Moreover, “the fact that they’ve struggled, conventionally, may put the risk of nuclear/chemical/bio use at a higher level. So in some cases, it makes it a bit more unpredictable, and it puts the threat in a different context that we need to be concerned about,” he said. Senior Pentagon officials have speculated that continued humiliation of Russia’s army by the lesser-equipped Ukrainian forces, and Russia’s disorganized and overall clumsier operations, may provoke harsher measures from the Russians, such as chemical or nuclear weapons use.

Asked if Russia’s losses affect how the Air Force should invest in its European capabilities, Brown said, “not necessarily.”

“If we look at the 2018 national security strategic guidance … we already focus on [China] as the pacing challenge [and] Russia as an ‘acute’ threat,” Brown said. “Might there be some tweaks? I don’t see a wholesale change. Because these are things we’ve already been thinking about. … We’ve been thinking about it for the past several years as we started coming out of the Middle East,” he said, and conditions have already largely been accounted for in USAF posture.

Brown said the Air Force has been paying close attention to the Russian invasion of Ukraine—as have others—and “we’re all learning,” he said.

“We learned some things, based on what we’re watching and what we’re seeing. We all will. And it may drive some adjustments” in USAF’s long-range plans, “but I don’t see it making a wholesale change.”

Since the Russian invasion began in mid-February, various organizations have counted Russia’s losses at a low of 460 armored vehicles to a high of 2,000 vehicles. Aircraft losses number about 45, according to various international defense-watcher organizations, including eight Su-25 attack fighters, three Su-30s, four Su-34s, and an Su-35, the latter of which is counted as Russia’s top operational fighter. The list also includes an An-26 transport, 16 transport and attack helicopters, and a handful of unmanned drones. Russia has also lost its Black Sea flagship heavy cruiser—the Moskva—and a number of smaller vessels.

Under economic sanctions levied by the U.S. and other nations, Russia is blocked from importing a number of key aerospace materials and technologies, including microprocessors, and is strapped for hard currency, making it difficult for Russia to reconstitute lost equipment in the near future.

Asked whether Russia’s logistical failures in Ukraine—with armored columns outrunning their fuel, food, and ammunition supplies and having to abandon equipment—had prompted USAF to reconsider its own logistics, Brown said it has only underscored that USAF has to “think differently” about how it deploys for war.

“I think we do a pretty good job” on logistics, Brown said, but “I think it’s going to help us as we have a conversation both internal and external to the force.” The focus will be not just on logistics for USAF but “also for the teammates or allies and partners.”

Brown said the Air Force is investing more in pre-positioning of heavy items such as fuel and water, and emphasizing agile combat employment packages that focus on combat aircraft, munitions, parts, and essential maintenance gear.

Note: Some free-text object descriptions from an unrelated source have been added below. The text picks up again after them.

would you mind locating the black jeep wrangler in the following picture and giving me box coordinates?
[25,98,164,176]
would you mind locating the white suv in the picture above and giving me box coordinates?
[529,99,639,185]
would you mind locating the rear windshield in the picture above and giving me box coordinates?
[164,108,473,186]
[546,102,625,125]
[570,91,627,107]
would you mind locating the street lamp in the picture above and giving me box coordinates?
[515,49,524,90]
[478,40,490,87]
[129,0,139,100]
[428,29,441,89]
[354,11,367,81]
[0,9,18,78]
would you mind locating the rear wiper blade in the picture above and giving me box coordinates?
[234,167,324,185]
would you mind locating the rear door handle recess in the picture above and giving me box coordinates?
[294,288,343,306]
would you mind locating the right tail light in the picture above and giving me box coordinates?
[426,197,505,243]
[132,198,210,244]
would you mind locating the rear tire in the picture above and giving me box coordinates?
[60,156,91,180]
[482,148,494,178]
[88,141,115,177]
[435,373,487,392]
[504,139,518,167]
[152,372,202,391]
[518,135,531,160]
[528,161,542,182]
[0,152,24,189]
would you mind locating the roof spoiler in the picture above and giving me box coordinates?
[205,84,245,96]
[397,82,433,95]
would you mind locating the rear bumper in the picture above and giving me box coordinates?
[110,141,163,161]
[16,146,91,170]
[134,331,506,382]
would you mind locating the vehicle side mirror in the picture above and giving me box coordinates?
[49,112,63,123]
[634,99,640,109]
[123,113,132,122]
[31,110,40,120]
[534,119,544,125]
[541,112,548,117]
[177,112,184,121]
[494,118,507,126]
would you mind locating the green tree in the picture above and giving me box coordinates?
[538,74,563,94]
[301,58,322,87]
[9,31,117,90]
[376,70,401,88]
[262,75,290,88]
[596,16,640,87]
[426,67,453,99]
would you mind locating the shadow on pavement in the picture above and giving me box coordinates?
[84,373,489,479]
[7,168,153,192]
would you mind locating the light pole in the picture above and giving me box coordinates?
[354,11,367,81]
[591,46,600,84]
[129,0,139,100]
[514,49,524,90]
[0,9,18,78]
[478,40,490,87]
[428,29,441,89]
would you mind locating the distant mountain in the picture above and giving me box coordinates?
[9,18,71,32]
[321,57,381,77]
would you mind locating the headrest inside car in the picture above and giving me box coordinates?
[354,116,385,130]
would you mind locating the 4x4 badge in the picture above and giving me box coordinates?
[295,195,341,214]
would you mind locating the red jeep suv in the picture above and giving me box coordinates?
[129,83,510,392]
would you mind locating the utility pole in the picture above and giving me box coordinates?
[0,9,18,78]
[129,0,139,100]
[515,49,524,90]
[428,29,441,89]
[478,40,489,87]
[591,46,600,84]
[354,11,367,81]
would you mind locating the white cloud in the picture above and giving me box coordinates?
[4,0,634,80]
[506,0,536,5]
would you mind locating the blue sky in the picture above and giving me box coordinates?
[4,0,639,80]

This will also contribute to readiness, he said. Rather than a unit “shut down” and ship all its operating kit to a deployment location, conduct an exercise, and then be unable to resume home-base activities while it waits for the return of that gear, it can instead take only a minimal amount, use pre-positioned materiel, and be ready to resume home-base activities almost right away.   

The Air Force will also have to come up with other new logistical ideas unique to the theater.

“It’s going to be more dynamic,” he said, “because the distances are much longer” in the Pacific than in Europe, which has road and rail to take some of the load.